Peki gerçekten her iki ülke yetkililerinin açıkladığı gibi olmuş olamaz mı? Ortada büyük bir yanlışlık var belki de...

Ama yanlışlığın vuku bulduğu gün ve hatta yanlışlıktan sonra yaşanan gelişmeler biraz tuhaf...

ABD – Türkiye ilişkilerinde ilginç bir dönem yaşanıyor. Trump ile Erdoğan'ın yaptıkları ilk telefon görüşmesinin içeriği abartılı bir şekilde Türk medyası tarafından servis ediliyor. Bu görüşmede Suriye konusunda birtakım anlaşmaların yapıldığı ve hatta çiçeği burnunda CIA Direktörünün Türkiye ziyaretinde bu mutabakatın detaylarının görüşüleceği iddia ediliyor.
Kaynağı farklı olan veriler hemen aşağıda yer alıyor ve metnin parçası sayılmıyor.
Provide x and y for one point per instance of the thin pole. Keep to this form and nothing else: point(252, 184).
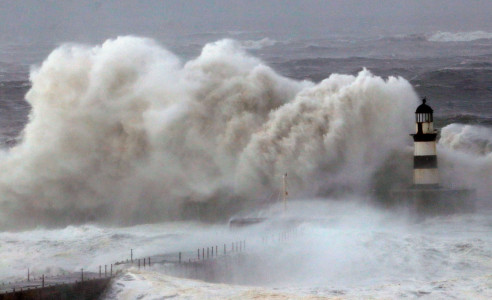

Bunların gerçekleştiği günün sabahı Rus uçağı yanlışlıkla Türk hedefini vuruyor ve bir süredir El Bab'a doğru ilerleyen Suriye ordusunun Türkiye destekli ÖSO'cularla çatışmaya başladığı iddiaları ortalığa saçılıyor. Daha bir gün önce Rusya'nın PKK ve YPG'yi terörist örgüt olarak görmediği ve Suriye'nin geleceğinin tayininde Kürtlerin hakkı olduğu açıklamaları da cabası...

Üstelik, Türkiye ile Rusya arasında, kimilerinin kapandığını söylediği ama tarihsel olarak kolayca kapanmayacak iki mesele var: Rus uçağının Türk jetleri tarafından düşürülmesi ve Rusya'nın Ankara büyükelçisinin bir Türk polis tarafından vurulması...

Bütün bunlar bir araya getirildiğinde bir Rus uçağının üç Türk askerini yanlışlıkla vurduğunu kabul etmek zor olabilir.

Ama zor da olsa tüm bunlar bu şekilde yaşanmıştır belki. Yetkililer doğru söylüyordur ve ortada büyük bir yanlışlık vardır.

Ancak Rus uçağı ister kasten, ister yanlışlıkla vursun, Türkiye'yi yöneten AKP açısından sonuç değişmez: AKP'li yetkililer bu olay üzerine her iki durumda da aynı açıklamayı yapmak zorundadır! İşte AKP ve dolayısıyla Türkiye açısından bu bombardımanı ve üç askerin kaybını daha da dramatik yapan budur.

AKP, içeride ve dışarıda yaptıklarının bedelini ağır bir şekilde ödüyor. Sadece kendisi ödese, iyi ve hak etti ödüyor denebilirdi belki, ama AKP büyük vebalinin bedelini Türkiye'ye ödetiyor. Bir ülke olarak hepimizin canını yakıyor.

Türkiye Suriye'de ölen askerlerinin peşine düşemez haldedir. Cihatçı terörün yükselişinde doğrudan pay sahibi AKP iktidarının Suriye'de yürüttüğü operasyonun meşruiyeti tartışmalıdır. Dahası AKP, uluslararası güçlerle tehlikeli bir kumar oynamış ve kaybetmiştir. Şimdi herkesle iyi geçinmeye, hem ABD hem de Rusya'yı idare etmeye çalışan AKP'nin yaptıklarını bugünkü çıkarları doğrultusunda unutmuş gözükenler, aynı çıkarların gerektirdiği şekilde bir gün hatırlamayı da bilir. Üstelik uluslararası sistemde ağırlığı olan ülkelerin hesap sorma yöntemleri fazlasıyla çeşitlidir.

Suriye'de yönsüz ve politikasız kalan ve bu nedenle her türlü müdahale ve manipülasyona açık hale gelen AKP, başını kaldıramaz halde. Hem ABD, hem Rusya ile yaptığı görüşmelerde sahada kalmak ve pazarlık gücünü kaybetmemek için daha fazla sorumluluk talep etse de bu gerçek değişmiyor.

AKP'nin yükü taşıyamayacağı kadar ağır. Bu koşullarda Türkiye AKP'yi taşımaya devam ettiği sürece, AKP'nin yaptıklarının bedelini hep birlikte ödemeye devam ederiz.